From the collections at the Leavenworth County Historical Society and Museum. Reprinted with permission from The Leavenworth County Historical Society and Museum and the Leavenworth Times. Donated by Debra Graden.
Henry J. Helmers, Jr., 81, head of the Helmers Manufacturing Company and widely known industrialist and business man, died last night at Passavant Hospital, Chicago, after an illness of about two weeks. Relatives received word of his death during the night.
Mr. Helmers' illness began about two weeks ago, following his arrival in Chicago to attend a meeting of the National Furniture Mart. He had been accompanied to Chicago by a brother, Ed Helmers, and a nephew, William H. Helmers, both of Kansas City.
Upon being stricken he was removed from his hotel to the hospital and for the last several days little if any hope had been held out for his recovery. Tentative plans had been made that if his condition would permit he would be flown to his home here.
Mr.
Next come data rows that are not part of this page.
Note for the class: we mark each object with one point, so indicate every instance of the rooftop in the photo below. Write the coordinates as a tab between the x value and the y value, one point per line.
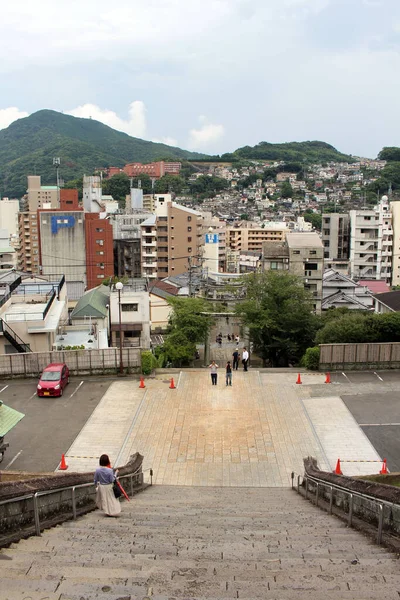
304	240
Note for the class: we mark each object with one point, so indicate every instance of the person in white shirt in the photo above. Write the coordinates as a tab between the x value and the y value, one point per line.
245	359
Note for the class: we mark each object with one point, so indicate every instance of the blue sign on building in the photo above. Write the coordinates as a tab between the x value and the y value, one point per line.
211	238
59	221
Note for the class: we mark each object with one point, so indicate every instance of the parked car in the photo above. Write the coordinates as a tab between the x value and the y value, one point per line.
53	380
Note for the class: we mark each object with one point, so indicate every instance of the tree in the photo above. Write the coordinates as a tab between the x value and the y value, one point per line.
278	313
187	326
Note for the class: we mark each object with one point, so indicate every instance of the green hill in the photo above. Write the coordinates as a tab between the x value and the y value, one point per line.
310	152
27	147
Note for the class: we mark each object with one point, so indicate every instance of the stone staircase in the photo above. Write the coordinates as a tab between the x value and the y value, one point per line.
191	543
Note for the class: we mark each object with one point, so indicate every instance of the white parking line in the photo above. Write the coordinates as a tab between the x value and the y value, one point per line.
13	460
74	392
378	376
379	424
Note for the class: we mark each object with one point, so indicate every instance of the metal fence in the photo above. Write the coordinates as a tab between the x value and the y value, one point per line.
359	356
101	362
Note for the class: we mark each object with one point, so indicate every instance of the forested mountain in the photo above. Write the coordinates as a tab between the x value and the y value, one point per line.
27	147
311	152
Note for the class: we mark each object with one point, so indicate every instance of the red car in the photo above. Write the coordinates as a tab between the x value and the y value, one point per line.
53	380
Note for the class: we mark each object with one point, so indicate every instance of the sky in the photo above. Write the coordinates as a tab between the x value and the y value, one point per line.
210	75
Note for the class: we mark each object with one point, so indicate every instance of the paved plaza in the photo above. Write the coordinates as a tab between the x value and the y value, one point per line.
254	433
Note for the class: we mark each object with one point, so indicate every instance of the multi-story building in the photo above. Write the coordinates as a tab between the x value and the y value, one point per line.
28	248
99	252
9	216
171	239
371	242
252	237
41	196
336	236
31	313
76	244
155	169
301	254
127	243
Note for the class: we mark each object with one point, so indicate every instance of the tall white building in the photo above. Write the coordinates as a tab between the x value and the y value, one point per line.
371	242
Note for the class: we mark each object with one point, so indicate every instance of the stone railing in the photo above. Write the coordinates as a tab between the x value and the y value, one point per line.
356	499
28	505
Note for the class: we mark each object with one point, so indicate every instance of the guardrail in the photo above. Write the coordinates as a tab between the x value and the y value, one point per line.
330	492
68	499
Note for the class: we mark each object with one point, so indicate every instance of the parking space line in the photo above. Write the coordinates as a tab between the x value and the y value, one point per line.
13	460
379	424
74	392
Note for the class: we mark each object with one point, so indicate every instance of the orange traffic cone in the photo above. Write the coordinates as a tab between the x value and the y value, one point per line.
63	466
384	470
338	470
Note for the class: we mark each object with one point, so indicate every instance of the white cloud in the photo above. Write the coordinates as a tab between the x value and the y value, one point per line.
207	135
9	115
135	125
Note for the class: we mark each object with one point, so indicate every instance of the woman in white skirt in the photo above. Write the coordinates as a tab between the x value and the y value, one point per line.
104	478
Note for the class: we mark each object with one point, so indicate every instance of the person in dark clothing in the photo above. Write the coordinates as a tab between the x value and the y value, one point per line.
228	373
235	356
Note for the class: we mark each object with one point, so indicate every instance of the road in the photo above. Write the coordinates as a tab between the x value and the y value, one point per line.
50	425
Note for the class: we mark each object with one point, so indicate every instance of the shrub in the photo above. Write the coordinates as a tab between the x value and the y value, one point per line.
149	362
311	358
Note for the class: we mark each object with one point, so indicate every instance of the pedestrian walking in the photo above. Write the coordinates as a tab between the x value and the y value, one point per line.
104	478
235	356
214	373
245	359
228	373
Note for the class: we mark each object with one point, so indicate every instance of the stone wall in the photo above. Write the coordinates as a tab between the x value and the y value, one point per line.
17	518
364	508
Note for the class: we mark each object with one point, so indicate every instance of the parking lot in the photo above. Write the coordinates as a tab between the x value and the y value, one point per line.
51	424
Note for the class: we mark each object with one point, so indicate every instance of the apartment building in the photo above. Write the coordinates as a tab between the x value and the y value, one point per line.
371	242
28	259
336	236
301	254
170	239
251	237
127	243
41	196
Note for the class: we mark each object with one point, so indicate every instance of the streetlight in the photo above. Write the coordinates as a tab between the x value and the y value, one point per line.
119	286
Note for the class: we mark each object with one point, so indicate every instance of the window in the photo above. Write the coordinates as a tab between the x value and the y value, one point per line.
129	307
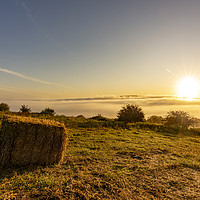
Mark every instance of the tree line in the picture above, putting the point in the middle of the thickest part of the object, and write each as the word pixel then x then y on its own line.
pixel 129 113
pixel 25 109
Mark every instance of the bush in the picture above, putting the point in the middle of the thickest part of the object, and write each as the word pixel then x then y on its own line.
pixel 130 113
pixel 48 111
pixel 179 119
pixel 25 109
pixel 4 107
pixel 99 117
pixel 155 119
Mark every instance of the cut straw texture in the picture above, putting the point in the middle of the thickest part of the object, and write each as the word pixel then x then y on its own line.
pixel 25 141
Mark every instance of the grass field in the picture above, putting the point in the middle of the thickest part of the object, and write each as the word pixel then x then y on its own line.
pixel 108 163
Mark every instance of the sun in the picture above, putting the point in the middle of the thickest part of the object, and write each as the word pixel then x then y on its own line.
pixel 188 88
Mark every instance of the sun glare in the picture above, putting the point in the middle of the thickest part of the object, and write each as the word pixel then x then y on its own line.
pixel 188 88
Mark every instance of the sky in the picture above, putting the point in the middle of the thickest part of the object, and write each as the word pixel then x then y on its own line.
pixel 59 49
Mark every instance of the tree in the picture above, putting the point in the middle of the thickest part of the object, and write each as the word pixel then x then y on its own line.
pixel 48 111
pixel 4 107
pixel 25 109
pixel 130 113
pixel 155 119
pixel 99 117
pixel 179 119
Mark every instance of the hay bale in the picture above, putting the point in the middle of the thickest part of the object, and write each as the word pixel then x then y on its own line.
pixel 25 141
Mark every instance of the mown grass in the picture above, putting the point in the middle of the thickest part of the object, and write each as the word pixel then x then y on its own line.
pixel 108 163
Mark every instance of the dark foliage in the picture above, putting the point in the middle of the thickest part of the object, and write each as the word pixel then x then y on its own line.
pixel 48 111
pixel 179 119
pixel 25 109
pixel 99 117
pixel 4 107
pixel 130 113
pixel 155 119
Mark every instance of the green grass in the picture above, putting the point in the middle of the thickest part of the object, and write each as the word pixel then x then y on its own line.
pixel 108 163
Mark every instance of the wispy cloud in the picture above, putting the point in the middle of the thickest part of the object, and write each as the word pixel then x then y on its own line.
pixel 28 12
pixel 29 77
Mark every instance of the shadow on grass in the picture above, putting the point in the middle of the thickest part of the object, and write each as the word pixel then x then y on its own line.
pixel 8 172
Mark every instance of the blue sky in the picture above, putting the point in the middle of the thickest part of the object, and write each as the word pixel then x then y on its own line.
pixel 86 48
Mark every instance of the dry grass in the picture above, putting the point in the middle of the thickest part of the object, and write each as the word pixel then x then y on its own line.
pixel 26 141
pixel 113 164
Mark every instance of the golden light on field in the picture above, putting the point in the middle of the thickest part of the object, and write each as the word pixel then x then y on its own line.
pixel 188 88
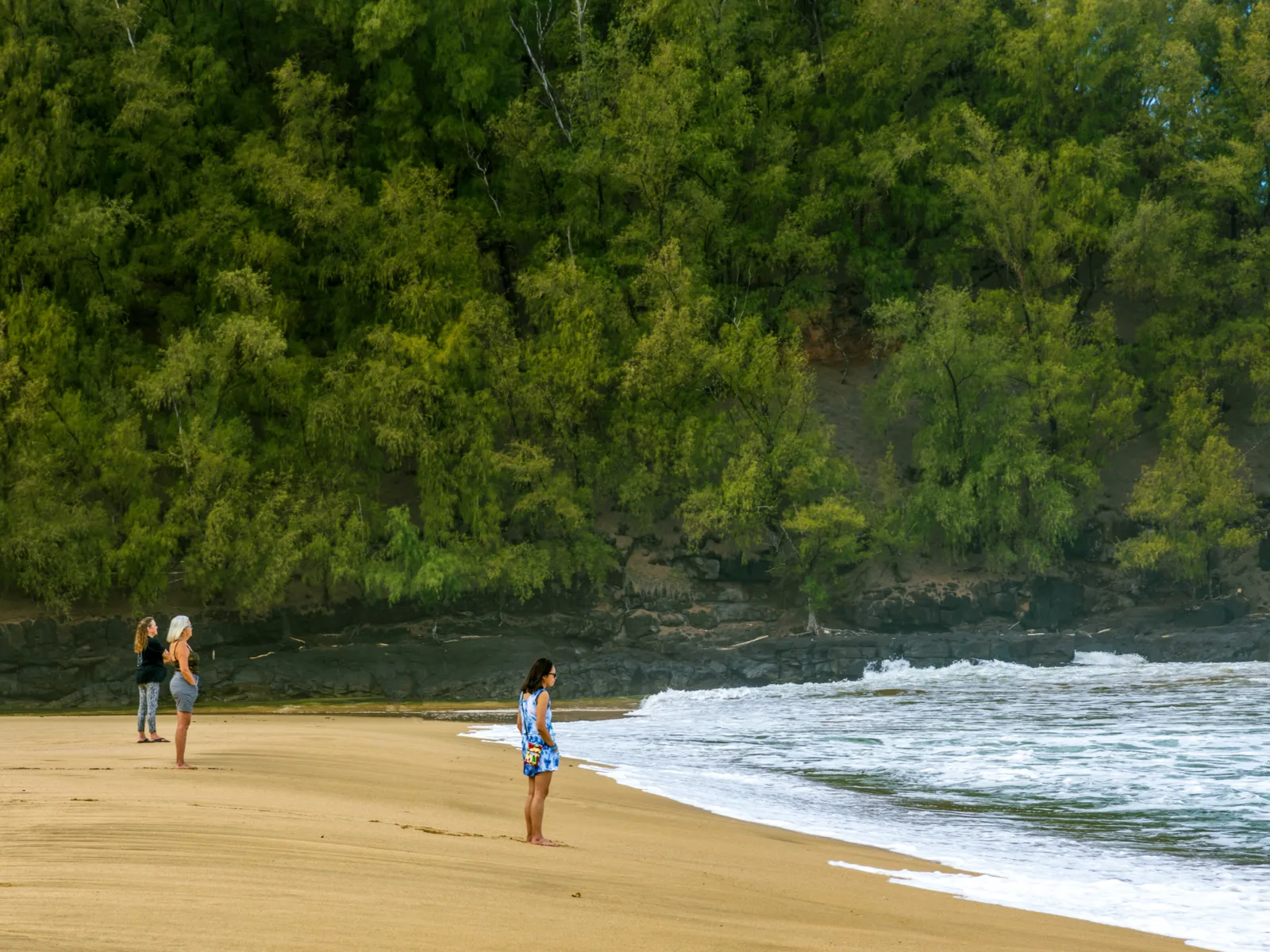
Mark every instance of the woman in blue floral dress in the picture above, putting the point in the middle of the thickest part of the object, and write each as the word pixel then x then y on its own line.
pixel 539 750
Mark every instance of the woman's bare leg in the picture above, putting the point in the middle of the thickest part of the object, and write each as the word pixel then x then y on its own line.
pixel 541 787
pixel 529 816
pixel 182 729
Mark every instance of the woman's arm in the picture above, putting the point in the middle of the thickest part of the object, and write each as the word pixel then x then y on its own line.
pixel 543 720
pixel 183 660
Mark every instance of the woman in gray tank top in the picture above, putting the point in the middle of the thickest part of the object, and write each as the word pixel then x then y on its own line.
pixel 184 681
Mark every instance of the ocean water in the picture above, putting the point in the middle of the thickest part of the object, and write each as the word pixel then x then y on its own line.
pixel 1110 790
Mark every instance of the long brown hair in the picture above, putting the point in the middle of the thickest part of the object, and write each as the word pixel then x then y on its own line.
pixel 537 674
pixel 143 636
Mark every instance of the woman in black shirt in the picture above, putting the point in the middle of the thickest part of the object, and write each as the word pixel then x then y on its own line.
pixel 150 676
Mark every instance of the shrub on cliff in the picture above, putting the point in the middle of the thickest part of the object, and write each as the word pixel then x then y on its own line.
pixel 1195 498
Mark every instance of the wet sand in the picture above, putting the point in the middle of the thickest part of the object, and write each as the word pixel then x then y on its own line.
pixel 372 833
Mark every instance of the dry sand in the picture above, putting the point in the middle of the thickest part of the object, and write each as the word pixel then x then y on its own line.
pixel 359 833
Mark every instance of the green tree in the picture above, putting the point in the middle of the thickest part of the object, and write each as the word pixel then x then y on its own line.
pixel 1195 498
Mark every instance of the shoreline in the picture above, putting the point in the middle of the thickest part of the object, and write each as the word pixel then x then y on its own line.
pixel 340 831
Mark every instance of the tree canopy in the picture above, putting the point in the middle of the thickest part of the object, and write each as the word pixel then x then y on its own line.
pixel 402 295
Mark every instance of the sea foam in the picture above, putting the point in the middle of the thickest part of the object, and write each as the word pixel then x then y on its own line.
pixel 1110 790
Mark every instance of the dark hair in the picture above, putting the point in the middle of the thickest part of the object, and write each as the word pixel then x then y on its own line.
pixel 537 674
pixel 143 635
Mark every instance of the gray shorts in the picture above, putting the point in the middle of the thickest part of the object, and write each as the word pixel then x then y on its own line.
pixel 184 693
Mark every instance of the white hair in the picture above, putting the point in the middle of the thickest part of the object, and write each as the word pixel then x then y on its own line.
pixel 175 628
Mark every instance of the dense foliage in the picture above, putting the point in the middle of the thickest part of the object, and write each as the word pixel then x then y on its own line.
pixel 402 295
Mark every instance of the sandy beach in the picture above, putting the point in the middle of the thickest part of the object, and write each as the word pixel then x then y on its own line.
pixel 372 833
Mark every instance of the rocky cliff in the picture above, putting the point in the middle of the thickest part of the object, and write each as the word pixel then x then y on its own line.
pixel 676 625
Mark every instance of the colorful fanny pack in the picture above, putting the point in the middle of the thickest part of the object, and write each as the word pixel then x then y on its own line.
pixel 533 753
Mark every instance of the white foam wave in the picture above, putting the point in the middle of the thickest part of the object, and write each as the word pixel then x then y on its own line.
pixel 1113 790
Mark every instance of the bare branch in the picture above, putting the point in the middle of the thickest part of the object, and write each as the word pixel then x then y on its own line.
pixel 543 23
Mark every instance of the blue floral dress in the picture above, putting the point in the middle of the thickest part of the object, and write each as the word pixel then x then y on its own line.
pixel 550 757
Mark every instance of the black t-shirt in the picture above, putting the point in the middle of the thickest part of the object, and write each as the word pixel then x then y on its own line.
pixel 150 666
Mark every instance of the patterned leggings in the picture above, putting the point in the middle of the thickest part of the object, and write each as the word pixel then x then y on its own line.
pixel 149 704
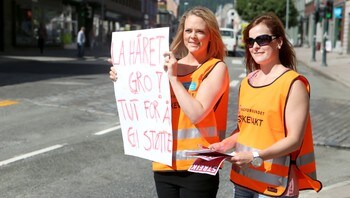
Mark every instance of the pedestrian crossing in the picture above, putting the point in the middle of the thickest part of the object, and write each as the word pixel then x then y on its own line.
pixel 4 103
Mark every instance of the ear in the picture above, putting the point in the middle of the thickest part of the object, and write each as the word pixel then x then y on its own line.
pixel 280 43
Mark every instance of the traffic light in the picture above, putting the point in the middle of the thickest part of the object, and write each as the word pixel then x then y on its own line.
pixel 329 9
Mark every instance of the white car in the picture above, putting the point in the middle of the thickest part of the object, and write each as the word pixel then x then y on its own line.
pixel 229 38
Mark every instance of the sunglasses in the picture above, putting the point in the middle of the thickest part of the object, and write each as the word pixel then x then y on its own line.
pixel 261 40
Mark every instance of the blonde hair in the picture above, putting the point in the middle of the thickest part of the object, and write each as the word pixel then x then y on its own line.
pixel 216 47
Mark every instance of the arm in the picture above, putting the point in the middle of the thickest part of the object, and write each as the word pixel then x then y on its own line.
pixel 211 89
pixel 297 111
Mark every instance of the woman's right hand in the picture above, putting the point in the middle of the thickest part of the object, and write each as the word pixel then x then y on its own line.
pixel 112 73
pixel 219 147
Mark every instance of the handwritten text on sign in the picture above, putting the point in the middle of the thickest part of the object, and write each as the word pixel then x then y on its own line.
pixel 142 93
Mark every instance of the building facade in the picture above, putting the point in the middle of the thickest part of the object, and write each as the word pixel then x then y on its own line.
pixel 336 28
pixel 62 19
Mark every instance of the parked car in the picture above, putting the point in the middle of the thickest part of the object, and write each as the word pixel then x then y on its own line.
pixel 229 38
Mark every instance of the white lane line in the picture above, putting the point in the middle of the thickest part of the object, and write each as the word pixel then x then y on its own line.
pixel 234 83
pixel 31 154
pixel 108 130
pixel 242 75
pixel 236 61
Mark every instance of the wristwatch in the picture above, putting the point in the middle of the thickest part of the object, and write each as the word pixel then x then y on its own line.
pixel 257 160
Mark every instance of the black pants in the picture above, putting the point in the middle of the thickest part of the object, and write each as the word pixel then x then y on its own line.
pixel 183 184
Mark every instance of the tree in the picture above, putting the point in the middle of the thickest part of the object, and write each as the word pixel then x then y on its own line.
pixel 250 9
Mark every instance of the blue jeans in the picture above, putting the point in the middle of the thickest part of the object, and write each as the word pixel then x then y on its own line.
pixel 242 192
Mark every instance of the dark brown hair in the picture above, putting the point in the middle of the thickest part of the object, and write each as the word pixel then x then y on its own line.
pixel 286 53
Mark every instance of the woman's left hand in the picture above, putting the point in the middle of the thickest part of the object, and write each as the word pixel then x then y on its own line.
pixel 242 158
pixel 170 64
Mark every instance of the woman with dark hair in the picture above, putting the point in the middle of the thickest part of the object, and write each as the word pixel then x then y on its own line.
pixel 273 140
pixel 199 83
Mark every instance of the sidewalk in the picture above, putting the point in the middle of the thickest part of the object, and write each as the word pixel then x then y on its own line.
pixel 337 68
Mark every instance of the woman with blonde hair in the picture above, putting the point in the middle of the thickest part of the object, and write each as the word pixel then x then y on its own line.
pixel 199 83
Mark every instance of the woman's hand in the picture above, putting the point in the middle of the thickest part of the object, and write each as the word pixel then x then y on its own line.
pixel 219 147
pixel 170 64
pixel 112 73
pixel 242 158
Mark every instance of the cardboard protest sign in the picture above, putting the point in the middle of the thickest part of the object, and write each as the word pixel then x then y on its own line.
pixel 142 93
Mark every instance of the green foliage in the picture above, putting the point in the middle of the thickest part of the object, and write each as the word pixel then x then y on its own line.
pixel 212 5
pixel 252 8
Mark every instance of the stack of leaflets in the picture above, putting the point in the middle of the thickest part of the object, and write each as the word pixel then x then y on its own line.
pixel 208 161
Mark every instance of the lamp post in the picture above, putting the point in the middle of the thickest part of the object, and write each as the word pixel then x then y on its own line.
pixel 313 58
pixel 287 15
pixel 185 6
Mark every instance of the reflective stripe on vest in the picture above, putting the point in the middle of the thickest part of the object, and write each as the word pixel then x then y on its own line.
pixel 271 177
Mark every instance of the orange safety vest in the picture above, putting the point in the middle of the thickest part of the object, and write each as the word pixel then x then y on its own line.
pixel 188 136
pixel 261 121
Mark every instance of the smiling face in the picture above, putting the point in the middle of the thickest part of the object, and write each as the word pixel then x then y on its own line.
pixel 267 54
pixel 196 35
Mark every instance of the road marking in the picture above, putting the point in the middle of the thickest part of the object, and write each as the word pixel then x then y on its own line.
pixel 31 154
pixel 4 103
pixel 234 83
pixel 67 83
pixel 108 130
pixel 327 188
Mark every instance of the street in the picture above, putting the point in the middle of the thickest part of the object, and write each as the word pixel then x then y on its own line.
pixel 60 135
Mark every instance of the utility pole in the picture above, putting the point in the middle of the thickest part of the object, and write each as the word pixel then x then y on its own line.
pixel 316 16
pixel 328 15
pixel 287 15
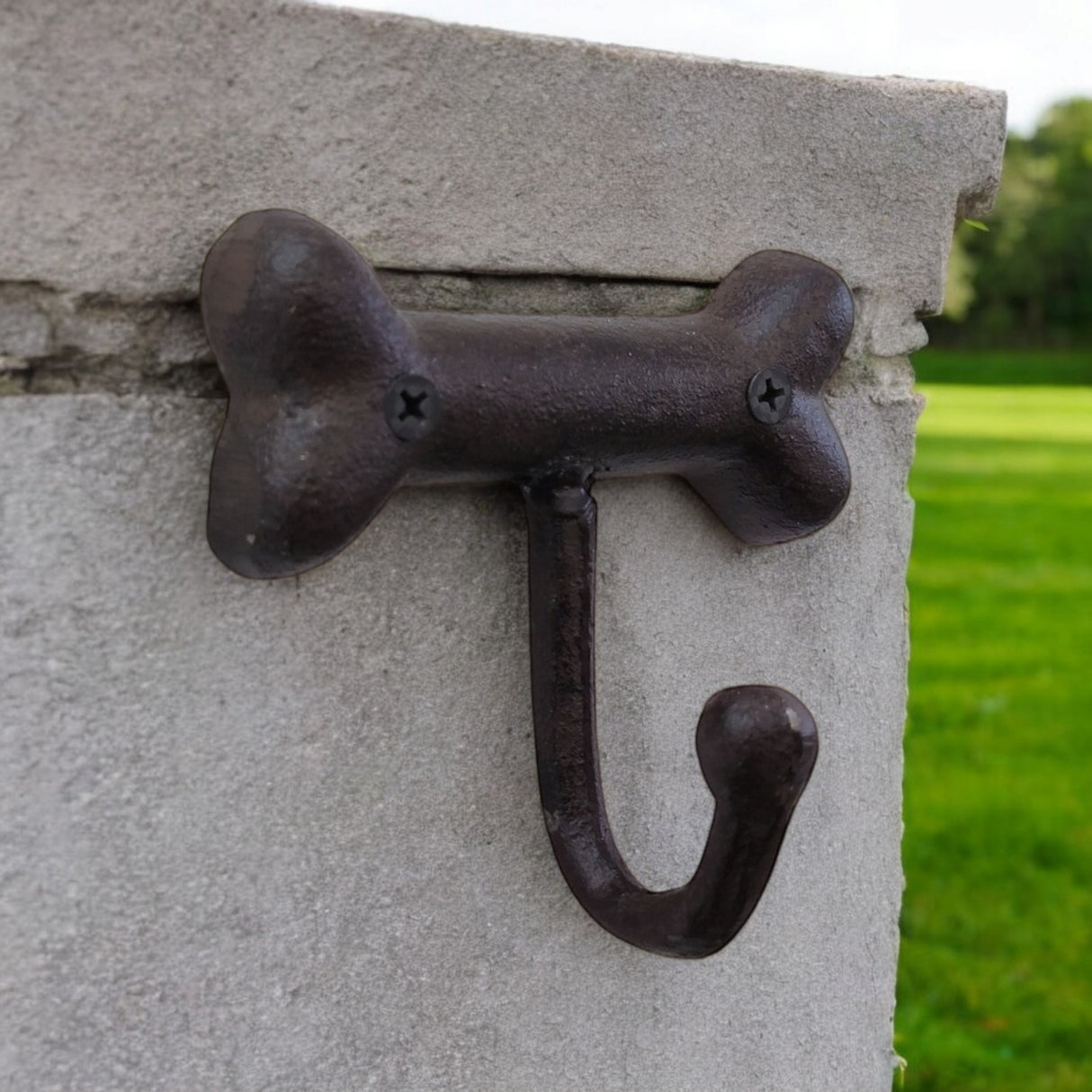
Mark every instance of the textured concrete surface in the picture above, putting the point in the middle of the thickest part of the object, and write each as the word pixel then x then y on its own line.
pixel 134 133
pixel 286 836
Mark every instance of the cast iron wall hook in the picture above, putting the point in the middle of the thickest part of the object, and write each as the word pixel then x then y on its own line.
pixel 337 398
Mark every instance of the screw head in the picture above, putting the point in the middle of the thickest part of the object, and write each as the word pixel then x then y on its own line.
pixel 412 407
pixel 770 396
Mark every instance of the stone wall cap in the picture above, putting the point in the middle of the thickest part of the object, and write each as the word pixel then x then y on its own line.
pixel 134 136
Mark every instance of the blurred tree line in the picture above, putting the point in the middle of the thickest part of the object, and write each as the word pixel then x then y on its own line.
pixel 1027 280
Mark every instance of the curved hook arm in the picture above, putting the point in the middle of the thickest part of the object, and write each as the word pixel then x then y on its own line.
pixel 756 745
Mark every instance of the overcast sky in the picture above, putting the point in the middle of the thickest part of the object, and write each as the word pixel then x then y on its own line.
pixel 1039 52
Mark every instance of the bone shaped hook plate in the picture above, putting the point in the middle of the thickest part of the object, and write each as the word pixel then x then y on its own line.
pixel 336 398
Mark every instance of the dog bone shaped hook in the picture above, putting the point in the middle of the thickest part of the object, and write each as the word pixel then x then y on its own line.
pixel 336 398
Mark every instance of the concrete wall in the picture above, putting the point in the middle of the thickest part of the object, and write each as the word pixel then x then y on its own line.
pixel 286 836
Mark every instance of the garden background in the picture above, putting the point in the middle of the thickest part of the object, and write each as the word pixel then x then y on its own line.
pixel 995 979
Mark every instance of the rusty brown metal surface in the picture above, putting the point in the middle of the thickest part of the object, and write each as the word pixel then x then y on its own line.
pixel 337 398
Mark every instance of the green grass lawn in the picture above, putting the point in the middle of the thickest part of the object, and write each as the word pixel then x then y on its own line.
pixel 995 981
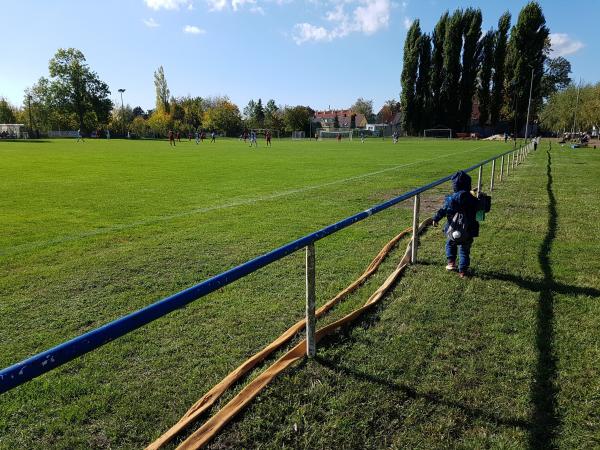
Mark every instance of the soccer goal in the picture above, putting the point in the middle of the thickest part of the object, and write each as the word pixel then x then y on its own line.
pixel 439 133
pixel 262 132
pixel 323 134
Helmers was born in Leavenworth November 6, 1867, the eldest son of Henry, Sr., and Pauline Helmers. The name of Helmers has been associated with Leavenworth since 1858.
In that year Henry Helmers, Sr., came to Leavenworth from Herman, Mo. He was of strong German ancestry. Engaging in the barber business he soon opened a barber supply company. From that small beginning there grew the Helmers Manufacturing Company. In later years the Helmers home was at 501 South Broadway. Mr. Helmers died in 1934 at the age of 91.
First born to Mr. and Mrs. Helmers was Henry J. Helmers, Jr. Upon reaching maturity he entered the manufacturing business established by his father and upon the retirement of his father about 40 years ago became managing head of the company and continued in that capacity until his death.
Associated with him were his brothers, Oscar Helmers, deceased; George J. Helmers, deceased; Will and Ed Helmers. All had entered the business as they completed their education.
The first Helmers store was established on the site of the old Fountain pool hall on Delaware Street with William Parmelee as a partner. Fire destroyed the business. Later Mr. Helmers, Sr., opened a furniture factory at Kansas State Prison where prisoners were hired under contract.
Later the large plant now occupied by the Goodjohn Sash and Door Company at Second and Santa Fe Streets was erected. The factory was closed about ten years ago. The company now engages solely in the wholesale selling of furniture. In his capacity as president Mr. Helmers made frequent trips to Kansas City to direct the affairs of the company.
Other than his business affair and his Broadway home, Mr. Helmers had many other interests. One was his deep devotion to Abdallah Shrine, of which he served as potentate in 1920. His interest in the organization was not only a local, but a national scale. He attended many imperial Council meetings and had a personal acquaintance with Shrine leaders throughout the country.
The Benevolent and Protective Order of Elks was another institution which was close to his heart. A charter member of the lodge here upon its organization in 1901 when the meeting place was the present Eagles hall, Mr. Helmers never was out of touch with the organization.
"Mr. Helmers was one of the local lodge's most devoted members," said Charles Olund this morning when told of his death. "He put his heart and soul into the work of the order. While never serving as exalted ruler he was for many years a trustee and held other executive positions. In the latter years of his life he made the lodge hall his place of rest and recreation. He will be greatly missed, both in a social way and as a guide and as a wise counsellor in the affairs of the lodge."
Henry Helmers also had a deep and abiding interest in the affairs of Cushing Memorial Hospital, where he was a large contributor to the building fund. His concern for the welfare of the institution was unchanging.
Another institution close to Mr. Helmers' heart was the Leavenworth Country Club, of which he served a term as president. Ten years ago when the club house was renovated he gave a set of furniture for one room.
As an active member of the Leavenworth Chamber of Commerce he was an active booster for a new hotel for Leavenworth. In 1925 he headed a campaign for a new hotel and in 1947 was one of the largest contributors to the fund which was raised to buy The Times Building as a site for a new hostelry.
On September 28, 1892, Mr. Helmers and Miss Anna A. Hook, daughter of Enos and Elizabeth Hook, were married at the home of their parents, West Seventh and Spruce Streets.
The young couple established their home at 207 North Esplanade and resided there until they occupied the present home at 307 North Broadway, where they went to live 37 years ago. Mrs. Helmers died August 19, 1945. A son and only child died in infancy.
Other than his brothers, Will and Edward of Kansas City, Mr. Helmers is survived by two sisters, Miss Carrie Helmers, 501 South Broadway, and Mrs. C. E. Brown, 927 South Broadway. Miss Lucy Hook is a sister-in-law. Several nieces and nephews also survive.
The body will be received in Leavenworth tomorrow by the Sexton Chapel, where it will remain until Saturday morning when the casket will be removed to the family home at 9 o'clock.